World Photo by Benjamin Brayfield
Tony Crane has owned Airport Height’s Market for 10 years. About 50 percent of customers use plastic to pay for purchases. “The transaction service is necessary,” Crane says. “But ultimately I feel like I’m constantly loosing.”
Steve Raplee, owner of High Tides Café in Charleston, pays thousands of dollars a year to provide his customers the convenience of paying in plastic.
“That would hire an employee or a couple of part-time people,” said Jim Conran.
Local business owners says processing credit and debit card purchases is a costly business expense and Conran is leading the charge to ensure transaction fees do not get any higher.
Conran heads the organization Consumers for Competitive Choice, which is taking aim at interchange fees —the fees merchants incur for each credit card transaction (typically 1.5 to 3 percent).
The bottom line is transaction fees take a chunk out of a merchant’s bottom line, Conran explained.
The fees are largely set by the card issuers and are divvied between card associations, banks and electronic fund transfer networks.
The advocacy group is gathering petition signatures on its Web site to urge Washington to reform those fees through the Credit Card Accountability, Responsibility and Disclosure Act of 2009 — a measure to stem rising interest rates and deceptive industry practices.
Raplee gets dinged 25 cents each time he swipes a card, in addition to the 3 percent transaction fee.
But what can he do about it? With about 80 percent of customers paying with credit cards, he said he’d lose money if he didn’t accept plastic.
Of course, merchants have the option of shopping around for lower rates. Raplee has. But because he is locked into an agreement with his bank for a year, he’d be charged $300 to switch.
He said a competing bank offered to pay the fee for him if he’d become a customer.
“It’s a pretty aggressive marketing thing they have going,” he said.
Based on the behavior of credit card companies in recent months — upping interest rates and jockeying with fees before the CARD Act closes in on them — the consumer group fears companies may tamper with interchange rates next, which could hurt small businesses, Conran explained.
Nationwide, merchants spent $48 billion in interchange fees last year, according to Consumers for Competitive Change. That’s triple the amount small businesses paid in 2001.

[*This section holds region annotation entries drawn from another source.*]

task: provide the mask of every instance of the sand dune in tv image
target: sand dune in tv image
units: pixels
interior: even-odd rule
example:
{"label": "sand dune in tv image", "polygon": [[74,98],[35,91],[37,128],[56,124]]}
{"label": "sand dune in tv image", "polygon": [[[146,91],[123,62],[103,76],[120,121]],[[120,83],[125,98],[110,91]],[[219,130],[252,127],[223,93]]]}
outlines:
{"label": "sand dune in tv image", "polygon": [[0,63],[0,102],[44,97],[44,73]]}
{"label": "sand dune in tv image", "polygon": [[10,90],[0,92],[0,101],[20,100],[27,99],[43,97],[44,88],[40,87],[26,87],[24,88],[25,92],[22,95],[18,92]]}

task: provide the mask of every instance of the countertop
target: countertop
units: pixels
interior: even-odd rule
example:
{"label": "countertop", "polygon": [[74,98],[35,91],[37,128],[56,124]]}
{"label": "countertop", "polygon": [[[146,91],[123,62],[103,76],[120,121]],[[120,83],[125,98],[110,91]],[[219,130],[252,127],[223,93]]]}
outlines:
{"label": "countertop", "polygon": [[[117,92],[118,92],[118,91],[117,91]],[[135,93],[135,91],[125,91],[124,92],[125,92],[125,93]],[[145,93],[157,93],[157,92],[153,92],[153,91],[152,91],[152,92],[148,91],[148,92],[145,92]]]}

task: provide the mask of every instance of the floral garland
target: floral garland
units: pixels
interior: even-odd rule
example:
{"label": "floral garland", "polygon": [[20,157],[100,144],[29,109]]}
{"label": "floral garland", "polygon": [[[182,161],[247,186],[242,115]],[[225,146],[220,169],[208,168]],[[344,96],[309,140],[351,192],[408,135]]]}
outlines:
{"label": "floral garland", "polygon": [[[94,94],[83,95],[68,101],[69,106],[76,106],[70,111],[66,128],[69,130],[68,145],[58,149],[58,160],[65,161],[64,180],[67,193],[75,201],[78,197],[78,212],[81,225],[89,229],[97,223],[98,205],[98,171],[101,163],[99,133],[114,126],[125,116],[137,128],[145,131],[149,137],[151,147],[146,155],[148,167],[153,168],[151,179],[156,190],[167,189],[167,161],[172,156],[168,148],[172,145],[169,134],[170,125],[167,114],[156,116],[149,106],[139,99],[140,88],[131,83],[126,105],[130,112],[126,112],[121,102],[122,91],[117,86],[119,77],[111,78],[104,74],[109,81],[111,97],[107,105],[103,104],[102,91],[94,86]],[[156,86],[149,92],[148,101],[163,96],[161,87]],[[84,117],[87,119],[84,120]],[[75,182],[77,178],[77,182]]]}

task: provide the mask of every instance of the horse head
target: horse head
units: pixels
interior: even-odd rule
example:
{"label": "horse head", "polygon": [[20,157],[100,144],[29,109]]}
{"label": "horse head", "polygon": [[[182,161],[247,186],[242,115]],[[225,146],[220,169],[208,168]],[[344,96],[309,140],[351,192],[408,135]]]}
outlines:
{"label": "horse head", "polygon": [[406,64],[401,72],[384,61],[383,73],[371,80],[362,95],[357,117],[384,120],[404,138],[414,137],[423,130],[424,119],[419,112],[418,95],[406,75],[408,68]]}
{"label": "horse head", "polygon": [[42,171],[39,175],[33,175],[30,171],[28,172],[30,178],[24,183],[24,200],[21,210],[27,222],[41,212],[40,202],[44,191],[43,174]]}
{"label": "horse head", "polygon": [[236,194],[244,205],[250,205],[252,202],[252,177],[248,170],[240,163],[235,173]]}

These fees are especially bothersome when a customer returns a product.
Merchants return customers’ money, but never get a refund on credit card fees, said Lia Menten, owner of Waxers Surf & Skate in downtown Coos Bay.
Credit and debit card transactions are costly to convenience stores owners, too. They work with thin profit margins, factoring the fees into the cost of goods or charge extra to customers who pay with plastic. Airport Heights Market owner Tony Crane does both. If someone charges a 99 cent soda to their card at his North Bend store, he’ll add a surcharge.
“If someone buys 10 dollars worth of product, there is enough profit there to absorb it,” he said. “To (use plastic to) buy a candy bar or a 44-ounce soda or a lottery ticket with no profit margin. ... I’d be better off not selling it to you.”
Crane estimates he pays about $200 a month to process plastic. But, he understands card issuers provide a service and they should be compensated for it.
The Electronic Payments Coalition, which includes credit unions, banks and card payment networks, opposes interchange legislation on the grounds that it would shrink available credit to merchants. The group says the fees are needed to cover write-offs when customers default on their bills. In fact, the average 1.6 percent interchange fee “doesn’t even come close to covering the kinds of losses card issuers face today,” its Web site says.
Not that any of this is any concern to Danielle Johnson. She runs an “inconvenient convenience store” in Bandon called the Run-In Mini Mart — inconvenient because she doesn’t accept plastic.
“I’m not going to pay extra money for somebody to use a credit card,” she said.